Nothing was new, neither sky, birds nor my coffee... But a feeling.

I was feeling complete, I never expected to feel like this after getting married to that Bandar, but I was feeling the most strange feeling of my life.

After reading so many novels I got to know that love is the most beautiful feeling of this world, but only reading literature didn't gave me the chance to feel it.

But now I could feel this!
Yes! Love is the most beautiful feeling of this world! If I could feel good in presence of that idiot, then I could say love is a magic.

Not magic but black magic Which can push you towards those boundaries which you never wanted to cross. Since childhood I hated Adnaan, but only I knew that a tiny part of mine always love him, though that feeling wasn't strong moreover Adnaan's cold behaviour towards me never let that feeling bloom.

But our destiny had different plans! I never thought of this man as my husband, he was the most annoying person ever but now I like his annoying acts, I love to tease him and wait him to make my fun.

Am I crazy?

Or its better to say that I'm becoming crazy with passing time! Adnaan's every action was irritating, even he himself is a synonym of irritation but my love towards him making me enjoy his irritating acts.

Though in the beginning he was a devil but not now, he's changed himself to a small extent, not completely.

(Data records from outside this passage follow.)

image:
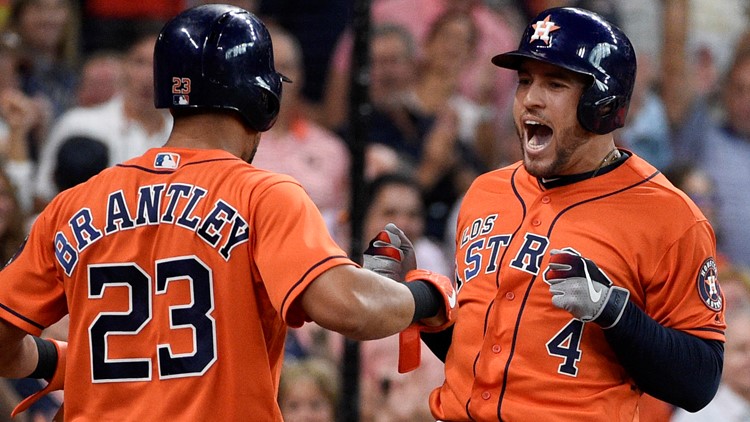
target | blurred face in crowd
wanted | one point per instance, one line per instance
(450, 45)
(100, 80)
(398, 204)
(737, 354)
(288, 61)
(8, 205)
(391, 68)
(138, 69)
(42, 23)
(306, 402)
(737, 97)
(553, 143)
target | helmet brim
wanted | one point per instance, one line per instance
(512, 59)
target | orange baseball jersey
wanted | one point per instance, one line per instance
(180, 270)
(514, 355)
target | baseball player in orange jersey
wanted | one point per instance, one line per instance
(181, 269)
(585, 277)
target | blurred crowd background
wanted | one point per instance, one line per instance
(76, 97)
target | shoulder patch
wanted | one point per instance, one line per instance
(708, 286)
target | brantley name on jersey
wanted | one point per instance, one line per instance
(222, 227)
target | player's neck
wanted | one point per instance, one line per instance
(212, 131)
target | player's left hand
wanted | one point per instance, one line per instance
(57, 382)
(581, 288)
(390, 254)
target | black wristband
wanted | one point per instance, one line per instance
(47, 363)
(613, 309)
(427, 299)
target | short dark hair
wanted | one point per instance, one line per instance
(78, 159)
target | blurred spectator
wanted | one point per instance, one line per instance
(317, 26)
(108, 25)
(128, 124)
(12, 235)
(18, 114)
(494, 33)
(49, 49)
(101, 76)
(448, 49)
(298, 146)
(396, 198)
(23, 119)
(386, 394)
(308, 390)
(647, 132)
(12, 217)
(78, 159)
(714, 137)
(732, 400)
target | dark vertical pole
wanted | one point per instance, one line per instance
(359, 117)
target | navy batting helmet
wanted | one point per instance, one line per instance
(583, 42)
(218, 56)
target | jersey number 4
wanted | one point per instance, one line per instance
(195, 315)
(567, 345)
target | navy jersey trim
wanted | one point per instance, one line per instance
(148, 170)
(534, 277)
(35, 324)
(284, 304)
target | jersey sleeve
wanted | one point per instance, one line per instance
(684, 293)
(32, 295)
(292, 246)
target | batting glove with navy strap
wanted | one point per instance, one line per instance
(56, 382)
(391, 254)
(581, 288)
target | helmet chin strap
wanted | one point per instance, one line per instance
(610, 158)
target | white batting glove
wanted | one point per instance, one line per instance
(390, 254)
(581, 288)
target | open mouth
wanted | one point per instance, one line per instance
(537, 135)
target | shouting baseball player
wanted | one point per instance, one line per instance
(585, 277)
(180, 269)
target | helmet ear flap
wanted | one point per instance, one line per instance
(226, 55)
(602, 115)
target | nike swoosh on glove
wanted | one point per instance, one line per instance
(581, 288)
(57, 382)
(390, 254)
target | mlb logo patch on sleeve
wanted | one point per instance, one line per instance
(166, 160)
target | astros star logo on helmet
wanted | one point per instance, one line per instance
(542, 30)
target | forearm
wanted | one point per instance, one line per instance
(18, 352)
(358, 303)
(671, 365)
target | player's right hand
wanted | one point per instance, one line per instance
(57, 382)
(447, 291)
(581, 288)
(390, 254)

Today he called me to inform that he will come back late from office as he has to do some extra work, and I'm  standing in the balcony waiting for my husband like an over obedient indian wife but he was nowhere.

My sore feet were begging me to take rest for sometime but my round the twist heart was demanding to stay stand for him.

Yes, I was missing him!

I should be angry on myself to lose my heart for that plonker jerk, but.. What can I do? It was pretty much late to think about it, but I will never let him know about my feelings otherwise he will tease me for the rest of my life. I will wait him to confess his love. Busy in my thoughts I was watching the beautiful sky when I was shock up with a loud of "Boommm". The novel fell down from my hand as so the empty mug.

"Are you mad?" Turning back I shouted placing my hand on my heart which was beating ten times faster than normal, and he laughed on my condition. For a good two minutes my hands and legs were shaking and my whole frame was numb like someone had blast a bomb on my head. I don't know when he came back because I didn't notice him arriving, maybe I was too much occupied in the beauty of nature and my feelings.